Ma la croce doveva farsi ancora più pesante sulle sue spalle: suo marito, ricoverato a Meru General Hospital, moriva pochi mesi dopo la figlia per cause sconosciute, almeno secondo la descrizione di Jane.
La morte del marito fu una mazzata incredibile per lei che finalmente accettò il test ed iniziò la terapia antiretrovirale, che noi le davamo gratuitamente grazie al progetto Esther.
Ma la sua mente diventava sempre più confusa: non veniva a prendere le medicine al tempo prescritto, e questo mi faceva presagire che lei non assumesse le terapie in modo corretto, inficiando quindi le possibilità di successo.
Dopo alcuni mesi Jane mi disse che quelle pastiglie non l’avrebbero aiutata, mentre invece un dottore suo amico le aveva promesso la guarigione con dei preparati di erboristeria. A nulla valsero le mie suppliche di non lasciare la terapia antiretrovirale.

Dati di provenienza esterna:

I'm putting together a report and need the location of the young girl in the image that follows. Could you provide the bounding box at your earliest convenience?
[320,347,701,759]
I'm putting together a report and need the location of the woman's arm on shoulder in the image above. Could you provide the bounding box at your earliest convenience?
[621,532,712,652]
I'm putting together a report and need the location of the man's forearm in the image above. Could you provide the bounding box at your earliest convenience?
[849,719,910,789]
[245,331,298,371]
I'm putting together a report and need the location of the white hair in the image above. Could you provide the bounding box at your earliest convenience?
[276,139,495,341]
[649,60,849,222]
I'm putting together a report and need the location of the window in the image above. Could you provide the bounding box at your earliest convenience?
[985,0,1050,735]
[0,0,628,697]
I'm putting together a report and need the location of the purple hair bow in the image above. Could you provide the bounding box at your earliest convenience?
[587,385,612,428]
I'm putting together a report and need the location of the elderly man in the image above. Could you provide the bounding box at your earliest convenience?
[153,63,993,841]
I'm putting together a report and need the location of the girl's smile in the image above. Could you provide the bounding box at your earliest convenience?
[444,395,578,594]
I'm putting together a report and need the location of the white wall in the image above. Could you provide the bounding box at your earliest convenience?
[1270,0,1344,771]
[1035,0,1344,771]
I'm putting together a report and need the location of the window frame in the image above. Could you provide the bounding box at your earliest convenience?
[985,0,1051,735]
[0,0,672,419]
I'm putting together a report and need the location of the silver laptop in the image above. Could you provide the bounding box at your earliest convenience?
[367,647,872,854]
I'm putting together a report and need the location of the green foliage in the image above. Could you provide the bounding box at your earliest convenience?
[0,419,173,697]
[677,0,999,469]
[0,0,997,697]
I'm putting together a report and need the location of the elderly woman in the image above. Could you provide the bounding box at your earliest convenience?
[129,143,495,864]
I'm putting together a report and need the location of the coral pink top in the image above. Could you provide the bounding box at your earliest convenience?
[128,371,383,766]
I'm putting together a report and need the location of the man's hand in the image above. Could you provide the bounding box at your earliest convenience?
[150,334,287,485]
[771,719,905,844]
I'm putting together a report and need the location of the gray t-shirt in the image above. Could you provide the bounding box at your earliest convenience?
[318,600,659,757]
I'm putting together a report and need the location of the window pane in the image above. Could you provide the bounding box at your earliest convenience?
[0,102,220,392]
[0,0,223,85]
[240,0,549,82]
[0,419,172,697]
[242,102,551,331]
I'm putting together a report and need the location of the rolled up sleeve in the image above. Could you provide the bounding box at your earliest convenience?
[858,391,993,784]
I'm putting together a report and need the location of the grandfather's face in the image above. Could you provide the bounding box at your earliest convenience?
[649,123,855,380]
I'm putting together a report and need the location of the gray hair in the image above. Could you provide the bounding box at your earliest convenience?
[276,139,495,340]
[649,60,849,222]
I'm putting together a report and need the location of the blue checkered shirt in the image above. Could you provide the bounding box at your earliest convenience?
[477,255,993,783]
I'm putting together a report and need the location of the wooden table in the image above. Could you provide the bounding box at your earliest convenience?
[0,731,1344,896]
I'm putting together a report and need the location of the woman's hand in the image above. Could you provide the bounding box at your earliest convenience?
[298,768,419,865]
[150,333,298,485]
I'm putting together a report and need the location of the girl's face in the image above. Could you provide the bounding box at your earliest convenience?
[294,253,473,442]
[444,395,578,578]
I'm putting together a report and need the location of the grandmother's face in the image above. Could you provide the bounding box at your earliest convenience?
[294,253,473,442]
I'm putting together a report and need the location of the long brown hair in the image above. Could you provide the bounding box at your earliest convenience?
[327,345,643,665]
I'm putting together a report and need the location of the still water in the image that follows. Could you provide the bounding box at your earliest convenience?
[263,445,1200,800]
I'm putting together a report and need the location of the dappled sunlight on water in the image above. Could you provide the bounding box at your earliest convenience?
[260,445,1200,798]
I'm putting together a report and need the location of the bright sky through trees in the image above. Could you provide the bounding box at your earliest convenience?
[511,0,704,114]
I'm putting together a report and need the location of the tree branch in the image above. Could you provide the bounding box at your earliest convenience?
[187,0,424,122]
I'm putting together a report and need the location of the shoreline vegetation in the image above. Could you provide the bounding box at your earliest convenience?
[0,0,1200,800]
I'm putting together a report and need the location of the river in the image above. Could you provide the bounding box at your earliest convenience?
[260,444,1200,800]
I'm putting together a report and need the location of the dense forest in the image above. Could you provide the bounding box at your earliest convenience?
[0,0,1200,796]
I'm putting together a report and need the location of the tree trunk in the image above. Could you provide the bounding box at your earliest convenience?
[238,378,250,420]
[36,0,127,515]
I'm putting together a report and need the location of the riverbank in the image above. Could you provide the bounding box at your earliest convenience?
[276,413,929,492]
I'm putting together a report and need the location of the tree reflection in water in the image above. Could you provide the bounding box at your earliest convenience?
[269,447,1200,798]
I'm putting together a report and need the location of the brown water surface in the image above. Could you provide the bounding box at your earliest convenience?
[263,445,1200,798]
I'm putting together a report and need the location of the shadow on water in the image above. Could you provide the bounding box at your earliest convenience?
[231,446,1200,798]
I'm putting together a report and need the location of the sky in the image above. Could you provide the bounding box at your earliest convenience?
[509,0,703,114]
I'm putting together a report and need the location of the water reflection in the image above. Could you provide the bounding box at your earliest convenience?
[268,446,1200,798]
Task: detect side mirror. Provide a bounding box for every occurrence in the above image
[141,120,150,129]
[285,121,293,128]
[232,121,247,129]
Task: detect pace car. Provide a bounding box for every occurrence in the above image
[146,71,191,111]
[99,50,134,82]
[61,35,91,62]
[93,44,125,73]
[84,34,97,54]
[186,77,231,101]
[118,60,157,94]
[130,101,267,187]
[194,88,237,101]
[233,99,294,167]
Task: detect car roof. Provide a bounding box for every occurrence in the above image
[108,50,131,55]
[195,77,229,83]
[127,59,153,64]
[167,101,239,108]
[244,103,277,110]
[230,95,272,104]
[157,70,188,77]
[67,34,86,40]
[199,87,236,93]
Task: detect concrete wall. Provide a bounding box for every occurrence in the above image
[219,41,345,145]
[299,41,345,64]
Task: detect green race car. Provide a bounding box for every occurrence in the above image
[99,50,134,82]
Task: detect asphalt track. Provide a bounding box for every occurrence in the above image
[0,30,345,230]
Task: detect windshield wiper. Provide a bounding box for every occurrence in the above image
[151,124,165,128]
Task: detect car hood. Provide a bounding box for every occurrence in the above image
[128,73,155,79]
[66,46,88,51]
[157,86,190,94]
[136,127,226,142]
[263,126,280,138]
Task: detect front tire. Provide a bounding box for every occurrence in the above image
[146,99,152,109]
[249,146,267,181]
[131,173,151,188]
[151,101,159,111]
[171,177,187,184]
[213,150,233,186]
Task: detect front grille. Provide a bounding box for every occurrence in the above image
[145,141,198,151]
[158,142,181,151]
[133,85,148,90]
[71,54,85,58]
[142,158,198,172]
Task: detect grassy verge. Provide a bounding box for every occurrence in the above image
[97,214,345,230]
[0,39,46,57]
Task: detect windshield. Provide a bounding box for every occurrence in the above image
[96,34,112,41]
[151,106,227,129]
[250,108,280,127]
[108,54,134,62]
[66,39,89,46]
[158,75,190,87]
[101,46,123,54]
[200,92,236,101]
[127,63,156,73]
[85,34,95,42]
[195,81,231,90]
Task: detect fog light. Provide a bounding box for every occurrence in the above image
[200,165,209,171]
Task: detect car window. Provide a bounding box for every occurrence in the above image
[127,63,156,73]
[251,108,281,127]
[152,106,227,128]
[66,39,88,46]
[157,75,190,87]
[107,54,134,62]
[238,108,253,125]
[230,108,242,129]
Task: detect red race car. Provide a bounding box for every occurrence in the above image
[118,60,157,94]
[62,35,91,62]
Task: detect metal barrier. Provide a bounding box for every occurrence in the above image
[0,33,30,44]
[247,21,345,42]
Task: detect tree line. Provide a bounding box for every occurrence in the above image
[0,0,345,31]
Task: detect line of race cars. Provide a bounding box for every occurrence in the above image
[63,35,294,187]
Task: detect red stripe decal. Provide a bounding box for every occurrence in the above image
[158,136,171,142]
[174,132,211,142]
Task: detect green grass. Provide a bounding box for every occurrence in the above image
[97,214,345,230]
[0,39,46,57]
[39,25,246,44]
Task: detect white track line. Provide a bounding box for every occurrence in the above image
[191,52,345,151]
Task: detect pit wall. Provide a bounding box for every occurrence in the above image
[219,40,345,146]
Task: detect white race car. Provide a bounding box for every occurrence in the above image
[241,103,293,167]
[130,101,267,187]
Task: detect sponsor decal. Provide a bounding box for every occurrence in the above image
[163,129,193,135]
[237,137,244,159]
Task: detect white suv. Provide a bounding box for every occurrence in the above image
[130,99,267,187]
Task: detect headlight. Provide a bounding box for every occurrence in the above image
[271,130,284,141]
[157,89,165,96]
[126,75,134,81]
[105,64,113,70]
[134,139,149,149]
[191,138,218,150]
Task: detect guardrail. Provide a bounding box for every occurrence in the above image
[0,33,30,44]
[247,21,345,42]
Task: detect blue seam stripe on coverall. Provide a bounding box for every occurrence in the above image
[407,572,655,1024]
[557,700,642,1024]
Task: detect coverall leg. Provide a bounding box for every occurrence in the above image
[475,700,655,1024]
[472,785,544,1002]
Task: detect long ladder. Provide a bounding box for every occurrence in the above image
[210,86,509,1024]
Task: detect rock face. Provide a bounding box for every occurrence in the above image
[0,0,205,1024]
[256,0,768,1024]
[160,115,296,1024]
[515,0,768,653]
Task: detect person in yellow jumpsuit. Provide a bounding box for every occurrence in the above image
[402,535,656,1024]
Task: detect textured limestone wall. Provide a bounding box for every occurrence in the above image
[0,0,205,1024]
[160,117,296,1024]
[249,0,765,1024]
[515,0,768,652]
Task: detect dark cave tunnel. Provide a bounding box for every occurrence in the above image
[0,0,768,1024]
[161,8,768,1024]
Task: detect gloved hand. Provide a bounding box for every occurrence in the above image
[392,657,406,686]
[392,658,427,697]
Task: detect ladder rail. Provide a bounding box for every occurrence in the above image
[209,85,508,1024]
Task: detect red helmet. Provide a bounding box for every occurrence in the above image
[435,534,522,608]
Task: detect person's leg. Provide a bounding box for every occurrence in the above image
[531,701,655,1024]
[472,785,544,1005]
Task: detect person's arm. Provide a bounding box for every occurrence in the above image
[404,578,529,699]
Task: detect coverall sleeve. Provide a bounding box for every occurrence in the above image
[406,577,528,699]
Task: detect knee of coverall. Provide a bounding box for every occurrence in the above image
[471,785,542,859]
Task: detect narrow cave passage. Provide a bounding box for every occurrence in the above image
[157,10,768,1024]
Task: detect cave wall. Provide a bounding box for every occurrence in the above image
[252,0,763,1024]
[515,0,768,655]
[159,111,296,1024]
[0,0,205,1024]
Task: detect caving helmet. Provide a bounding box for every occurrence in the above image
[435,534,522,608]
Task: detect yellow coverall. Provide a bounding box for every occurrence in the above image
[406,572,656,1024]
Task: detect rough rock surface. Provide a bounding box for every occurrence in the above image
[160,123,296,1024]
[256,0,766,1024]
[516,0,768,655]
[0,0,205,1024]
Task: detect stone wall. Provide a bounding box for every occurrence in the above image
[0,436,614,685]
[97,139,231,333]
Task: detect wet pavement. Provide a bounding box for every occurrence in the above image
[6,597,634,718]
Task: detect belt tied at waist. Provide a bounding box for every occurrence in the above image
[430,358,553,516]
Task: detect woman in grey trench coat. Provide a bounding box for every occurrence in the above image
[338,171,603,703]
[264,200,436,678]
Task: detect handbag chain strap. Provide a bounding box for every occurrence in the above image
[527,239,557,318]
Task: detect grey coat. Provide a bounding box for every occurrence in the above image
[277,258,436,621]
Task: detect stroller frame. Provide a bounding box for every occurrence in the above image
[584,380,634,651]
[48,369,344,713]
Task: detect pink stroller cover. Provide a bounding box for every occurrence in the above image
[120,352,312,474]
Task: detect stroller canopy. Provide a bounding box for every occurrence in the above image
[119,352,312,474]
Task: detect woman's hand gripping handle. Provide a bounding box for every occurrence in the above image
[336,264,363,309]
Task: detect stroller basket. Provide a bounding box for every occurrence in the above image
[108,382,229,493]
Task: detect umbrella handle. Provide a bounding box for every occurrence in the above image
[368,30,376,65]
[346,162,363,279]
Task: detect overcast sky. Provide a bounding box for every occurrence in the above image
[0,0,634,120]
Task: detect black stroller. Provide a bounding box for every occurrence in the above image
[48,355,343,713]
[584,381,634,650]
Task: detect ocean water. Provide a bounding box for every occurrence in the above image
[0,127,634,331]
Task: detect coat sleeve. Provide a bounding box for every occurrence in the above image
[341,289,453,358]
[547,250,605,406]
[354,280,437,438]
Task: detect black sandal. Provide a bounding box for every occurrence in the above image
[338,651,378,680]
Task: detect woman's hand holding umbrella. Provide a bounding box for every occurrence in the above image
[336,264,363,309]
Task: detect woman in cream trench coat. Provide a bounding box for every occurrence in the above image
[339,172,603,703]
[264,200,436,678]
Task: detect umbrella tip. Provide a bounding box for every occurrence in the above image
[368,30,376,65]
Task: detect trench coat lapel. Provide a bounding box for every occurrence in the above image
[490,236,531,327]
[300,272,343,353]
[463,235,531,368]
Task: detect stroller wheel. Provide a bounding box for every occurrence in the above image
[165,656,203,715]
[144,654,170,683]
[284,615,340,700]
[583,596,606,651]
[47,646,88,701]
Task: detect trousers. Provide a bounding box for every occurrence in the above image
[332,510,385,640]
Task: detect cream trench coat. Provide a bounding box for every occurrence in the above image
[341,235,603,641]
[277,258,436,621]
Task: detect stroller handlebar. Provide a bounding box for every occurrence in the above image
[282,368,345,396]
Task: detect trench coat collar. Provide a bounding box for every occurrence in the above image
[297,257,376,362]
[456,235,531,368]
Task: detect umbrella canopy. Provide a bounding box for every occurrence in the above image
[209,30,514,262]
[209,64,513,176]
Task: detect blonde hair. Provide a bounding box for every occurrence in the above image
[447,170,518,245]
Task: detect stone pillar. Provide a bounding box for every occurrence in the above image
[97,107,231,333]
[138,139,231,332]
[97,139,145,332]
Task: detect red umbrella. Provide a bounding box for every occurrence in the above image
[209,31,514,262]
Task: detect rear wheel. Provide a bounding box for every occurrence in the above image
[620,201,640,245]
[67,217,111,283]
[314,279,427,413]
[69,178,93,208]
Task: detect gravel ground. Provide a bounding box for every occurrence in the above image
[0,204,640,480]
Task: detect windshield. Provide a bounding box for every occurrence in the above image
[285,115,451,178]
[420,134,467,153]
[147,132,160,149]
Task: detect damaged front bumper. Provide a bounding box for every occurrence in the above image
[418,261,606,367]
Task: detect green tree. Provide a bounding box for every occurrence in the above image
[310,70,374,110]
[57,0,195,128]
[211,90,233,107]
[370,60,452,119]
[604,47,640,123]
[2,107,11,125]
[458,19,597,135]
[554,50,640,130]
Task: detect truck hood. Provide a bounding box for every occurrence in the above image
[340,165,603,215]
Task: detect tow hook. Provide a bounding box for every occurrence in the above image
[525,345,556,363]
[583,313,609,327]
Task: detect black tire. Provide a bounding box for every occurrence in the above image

Il tempo passava e le condizioni mentali di Jane peggioravano. Era confusa e non più in grado di eseguire lavori complessi come quelli dell’ufficio o come la somministrazione di terapie ai pazienti. Per questo motivo fu trasferita in lavanderia dove ha prestato servizio per alcuni mesi, fino al giorno in cui ci siamo parlati ed insieme abbiamo deciso che era meglio per lei lasciare il lavoro, tornare alla casa di sua mamma e cercare di ristabilirsi completamente prima di pensare nuovamente ad una attività lavorativa. Fu una decisione molto sofferta, ma alla fine ci siamo lasciati senza amarezza vicendevole.
Avevo notizie di tanto in tanto perché molte ragazze dello staff erano rimaste in contatto con lei: sembrava che stesse molto bene con la terapia dell’amico medico, e che avesse deciso di aprire un chioschetto per la compra-vendita di alimentari. Però le condizioni erano assolutamente precarie, ed il suo benessere era probabilmente come il “canto del cigno”.
Ciò che l’ha portata alla morte nel giro di 3 giorni è stata una brutta malaria per cui è stata ricoverata urgentemente a Meru. Jane non ce l’ha fatta a superare la crisi ed è ritornata alla Casa del Padre il giorno di Santa Rosa, il 23 Agosto 2006.
Siamo andati in molti al suo funerale: una funzione semplice e toccante in cui il sacerdote ha ricordato a tutti che anche i giovani possono morire. Jane aveva 35 anni. E’ stata sepolta davanti alla casa di sua mamma nel solito modo proprio dei Meru: un piccolo tumulo con una croce ed un po’ di fiori che appassiranno presto.
Vi ho raccontato questa storia perché possiate pregare per lei e per i suoi familiari. Inoltre ho voluto ripresentarvi il problema AIDS in tutta la sua gravità per il Terzo mondo, dove intere famiglie ed a volte interi villaggi sono completamente cancellati da questa terribile pandemia.